Barnes & Noble Opens New Trade Route to the Indies

You can almost hear the old-timers growling: “Back in my day, you wanted to get published, first you had to cut down the trees yourself. In the snow. With only a pen knife.”

Now, it literally just takes a push of a button.

The new Barnes & Noble PubIt e-book publishing service, unveiled on Monday, allows authors to create simple ePub-compliant e-books just by uploading a file. It’s similar to Amazon.com’s CreateSpace service in allowing authors to upload files in a variety of formats and let the service handle creating and serving the ePub file.

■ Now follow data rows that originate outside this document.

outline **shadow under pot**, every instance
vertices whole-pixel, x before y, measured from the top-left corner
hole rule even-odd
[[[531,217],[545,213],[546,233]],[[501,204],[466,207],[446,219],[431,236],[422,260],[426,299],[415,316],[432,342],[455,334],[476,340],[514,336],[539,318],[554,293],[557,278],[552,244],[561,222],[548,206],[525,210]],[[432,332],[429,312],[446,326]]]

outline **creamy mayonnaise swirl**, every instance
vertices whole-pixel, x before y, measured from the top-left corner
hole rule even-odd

Books published through PubIt will be eligible for royalties of 65 percent per sale if priced between US$2.99 and $9.99. Titles priced outside those ranges will earn 40 percent.

Price points

The minimum price for the enhanced royalty is necessary to ensure Barnes and Noble doesn’t lose money on converting and selling the titles, Theresa Horner, director of digital products for Barnes & Noble.com, told the E-Commerce Times. The top-end price for the 65 percent royalty is to encourage a competitive marketplace, she said.

The royalties are similar to Amazon, whose royalty tops out at 70 percent, but includes delivery charges based on a book’s size.

How It Works

Publishing on the service involves setting up an account and then uploading a book to the site in one of several formats — Word, plain text, HTML or RTF. The service also accepts pre-made ePub files. Publishers can check how the book will look on a Nook reader using an online emulator.

Books sold via PubIt are supposed to be available on bn.com within 24 to 72 hours of upload. Titles published with the service will be readable not only on Barnes & Noble’s Nook reader, but also on the iPad, iPhone and iPod touch, Android phones and Windows PCs and third-party readers served by the Barnes & Noble store.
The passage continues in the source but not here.